In this question I think some ethnography could be informative, if it turns out that black and Hispanic, and Asian officers(etc etc, don’t forget the Eskimo officers) blow away fewer people (in relation the number of contacts, adjusted for type and so on). It would be interesting to get the officers insights. Like, why did the yellow officer not blow away the green 7-11 robber when the white officer did, and so on. Something like that. What were these guys thinking when they pulled the trigger, in other words.

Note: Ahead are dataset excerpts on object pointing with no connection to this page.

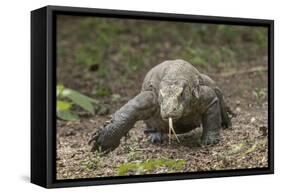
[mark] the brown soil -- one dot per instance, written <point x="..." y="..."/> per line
<point x="243" y="146"/>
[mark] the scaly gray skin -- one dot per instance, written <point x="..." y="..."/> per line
<point x="173" y="89"/>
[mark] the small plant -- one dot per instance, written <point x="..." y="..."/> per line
<point x="151" y="165"/>
<point x="67" y="99"/>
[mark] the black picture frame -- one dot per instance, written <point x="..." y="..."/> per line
<point x="43" y="95"/>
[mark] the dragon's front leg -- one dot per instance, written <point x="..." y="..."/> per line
<point x="141" y="107"/>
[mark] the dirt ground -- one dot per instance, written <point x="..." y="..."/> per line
<point x="244" y="146"/>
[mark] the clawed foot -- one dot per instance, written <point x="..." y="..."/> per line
<point x="101" y="139"/>
<point x="157" y="137"/>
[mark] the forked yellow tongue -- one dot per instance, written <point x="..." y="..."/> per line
<point x="171" y="129"/>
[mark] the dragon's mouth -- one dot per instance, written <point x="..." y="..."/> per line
<point x="171" y="129"/>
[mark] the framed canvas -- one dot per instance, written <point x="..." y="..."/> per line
<point x="125" y="96"/>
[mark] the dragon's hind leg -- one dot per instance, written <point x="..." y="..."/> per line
<point x="225" y="110"/>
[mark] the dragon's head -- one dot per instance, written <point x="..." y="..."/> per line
<point x="173" y="98"/>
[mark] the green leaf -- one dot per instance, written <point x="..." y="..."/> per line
<point x="67" y="115"/>
<point x="62" y="105"/>
<point x="60" y="88"/>
<point x="81" y="100"/>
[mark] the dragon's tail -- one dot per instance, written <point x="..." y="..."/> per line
<point x="226" y="113"/>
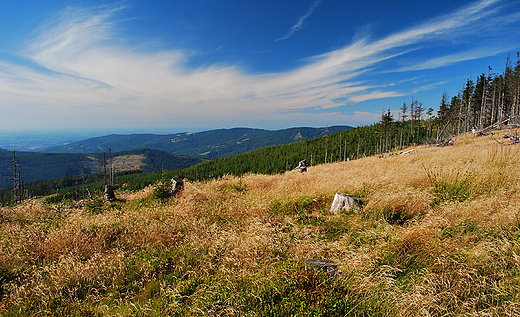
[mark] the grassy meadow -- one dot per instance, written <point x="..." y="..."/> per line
<point x="438" y="234"/>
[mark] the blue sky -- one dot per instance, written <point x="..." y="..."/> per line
<point x="172" y="66"/>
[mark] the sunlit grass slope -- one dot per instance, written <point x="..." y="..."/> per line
<point x="438" y="234"/>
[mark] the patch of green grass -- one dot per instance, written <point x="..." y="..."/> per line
<point x="302" y="205"/>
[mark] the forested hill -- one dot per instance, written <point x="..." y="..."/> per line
<point x="46" y="166"/>
<point x="208" y="144"/>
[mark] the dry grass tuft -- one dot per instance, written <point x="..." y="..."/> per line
<point x="438" y="234"/>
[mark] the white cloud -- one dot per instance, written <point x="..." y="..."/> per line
<point x="299" y="24"/>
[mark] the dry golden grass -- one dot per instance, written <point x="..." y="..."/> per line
<point x="409" y="251"/>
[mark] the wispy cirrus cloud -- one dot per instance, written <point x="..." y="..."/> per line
<point x="83" y="73"/>
<point x="299" y="24"/>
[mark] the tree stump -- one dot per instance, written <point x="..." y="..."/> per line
<point x="109" y="193"/>
<point x="325" y="266"/>
<point x="342" y="201"/>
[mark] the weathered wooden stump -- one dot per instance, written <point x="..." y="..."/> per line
<point x="109" y="193"/>
<point x="177" y="186"/>
<point x="342" y="201"/>
<point x="328" y="267"/>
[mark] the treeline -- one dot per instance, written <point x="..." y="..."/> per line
<point x="374" y="139"/>
<point x="491" y="102"/>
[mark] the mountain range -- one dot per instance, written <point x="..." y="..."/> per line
<point x="207" y="144"/>
<point x="146" y="152"/>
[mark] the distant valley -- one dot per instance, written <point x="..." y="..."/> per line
<point x="208" y="144"/>
<point x="146" y="152"/>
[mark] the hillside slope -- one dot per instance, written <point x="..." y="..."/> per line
<point x="46" y="166"/>
<point x="437" y="235"/>
<point x="207" y="144"/>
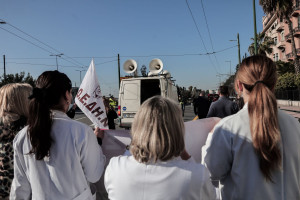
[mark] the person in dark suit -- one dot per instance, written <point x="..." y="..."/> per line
<point x="223" y="107"/>
<point x="201" y="105"/>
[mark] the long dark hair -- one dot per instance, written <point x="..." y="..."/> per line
<point x="51" y="86"/>
<point x="258" y="75"/>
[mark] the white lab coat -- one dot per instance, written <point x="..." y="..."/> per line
<point x="231" y="158"/>
<point x="75" y="159"/>
<point x="125" y="178"/>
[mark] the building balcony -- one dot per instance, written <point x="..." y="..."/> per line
<point x="297" y="32"/>
<point x="288" y="37"/>
<point x="281" y="45"/>
<point x="290" y="57"/>
<point x="296" y="11"/>
<point x="279" y="28"/>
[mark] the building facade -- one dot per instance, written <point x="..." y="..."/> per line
<point x="278" y="30"/>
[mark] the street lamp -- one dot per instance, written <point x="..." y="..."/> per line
<point x="3" y="22"/>
<point x="239" y="52"/>
<point x="230" y="67"/>
<point x="57" y="55"/>
<point x="80" y="74"/>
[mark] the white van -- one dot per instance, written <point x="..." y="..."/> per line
<point x="134" y="91"/>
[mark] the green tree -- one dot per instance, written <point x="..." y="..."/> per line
<point x="283" y="10"/>
<point x="264" y="45"/>
<point x="17" y="78"/>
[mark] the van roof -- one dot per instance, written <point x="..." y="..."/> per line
<point x="141" y="78"/>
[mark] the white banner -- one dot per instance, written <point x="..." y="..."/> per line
<point x="89" y="98"/>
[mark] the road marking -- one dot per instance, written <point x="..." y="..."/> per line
<point x="79" y="118"/>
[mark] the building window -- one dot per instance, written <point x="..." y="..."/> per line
<point x="275" y="40"/>
<point x="282" y="36"/>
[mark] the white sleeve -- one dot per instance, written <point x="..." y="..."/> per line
<point x="218" y="158"/>
<point x="92" y="158"/>
<point x="208" y="191"/>
<point x="20" y="188"/>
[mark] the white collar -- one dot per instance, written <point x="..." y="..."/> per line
<point x="59" y="114"/>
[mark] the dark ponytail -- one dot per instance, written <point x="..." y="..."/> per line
<point x="258" y="75"/>
<point x="51" y="86"/>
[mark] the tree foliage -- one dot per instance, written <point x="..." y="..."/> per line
<point x="17" y="78"/>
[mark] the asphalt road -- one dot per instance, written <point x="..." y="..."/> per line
<point x="188" y="116"/>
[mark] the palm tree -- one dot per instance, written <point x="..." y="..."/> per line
<point x="283" y="10"/>
<point x="264" y="45"/>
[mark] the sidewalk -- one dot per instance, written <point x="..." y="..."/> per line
<point x="291" y="110"/>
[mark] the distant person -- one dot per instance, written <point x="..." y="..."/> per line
<point x="159" y="167"/>
<point x="182" y="104"/>
<point x="55" y="157"/>
<point x="13" y="117"/>
<point x="223" y="107"/>
<point x="201" y="105"/>
<point x="240" y="102"/>
<point x="71" y="112"/>
<point x="255" y="153"/>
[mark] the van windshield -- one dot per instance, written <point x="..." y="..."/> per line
<point x="149" y="88"/>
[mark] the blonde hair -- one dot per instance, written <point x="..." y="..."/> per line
<point x="157" y="131"/>
<point x="258" y="75"/>
<point x="14" y="101"/>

Perhaps disarming the police would be a good idea. Perhaps allowing people to obey only the laws they personally like would be another. Better, more sensitive, acceptable, and appropriate training for officers would be another. For example, just because a robber is pointing a gun at you doesn’t mean you have to kill him. You could “de-escalate” verbally. Or perhaps, admninister a non-lethal “flesh wound”. Or use bean bags. Or this: if an unarmed child is minding his business, never did anything wrong in his life, don’t kill him just because you are a racist and he is a child “of color”, even if the unarmed child weighs 290 lb, is 6’4″, is 18, and has just robbed a convenience story, and is reaching for your weapon. I don’t know if that would work, but it should be put to a vote. The community should decide.
On the other hand, America was founded on the idea of taking what you want by force (or any other way), and keeping what you have by force (or any other way), so nothing is really that new.
I realize this is a stats blog. Just a little perspective.
I am very confused by this. “Encounters” are surely the result of earlier choices made by officers (where to patrol, whom to stop, etc.). So it seems that Pr(Shot|Race) is easily calculated by tabulating the number of people shot and then just taking Census numbers on racial group size.
That is what puzzles me. How could you NOT do a correction for this? Indeed, the Johnson et al. paper explicitly talks about this issue and adds some variable to the analysis, which produces the analysis shown in Table 2. Yet Hummolo and Knox make it sound like Johnson et al. completely ignored the issue and made a super fundamental error, such as confusing Celsius and Fahrenheit.
Johnson et al. write that:
So rather than being a question of fundamental Bayesian logic, this sounds more like a question of whether the adjustment for the problem is adequate, which is an empirical question, not a logical question.
I’m not following his argument. I took his example and ran a regression of shot~black. It shows that black is positively related to being shot even if the base rates of race p(race) are very different.
I’m probably missing something. Any ideas?
temp_df = rbind(
data.frame(black = 1, shot = c(rep(0,5),rep(1,5))),
data.frame(black = 0, shot = c(rep(0,81),rep(1,9) ))
reg = lm(shot ~ black, temp_df)
ah nvm. i think he’s saying this would be ok showing p(shot | x,black)>p(shot | x, white). but thats not what the authors of paper did.
Yes, the criticism is correct and good researchers shouldn’t incautiously reach conclusion in this way.
Unfortunately similarly egregious reasoning errors aren’t that uncommon in studies of bias and I have serious worries about corrections being made only in one direction (I did find the evidence of less respectful treatment for black motorists by police pretty persuasive but shootings is a tougher issue). The net result is to make even someone who thinks the claims of bias are a priori plausible (like myself) feel uncertain about trusting the scientific claims.
Personally, I think that for socially contentious issues we need to appoint designated naysayers (people who would be tasked with attacking the published study so we don’t have the problem of people avoiding raising issues for fear that they people will draw conclusions about their politics). However, until such a solution is found it’s an interesting question as to how journals, fields etc.. should respond when valid criticisms are raised but only against results in one direction.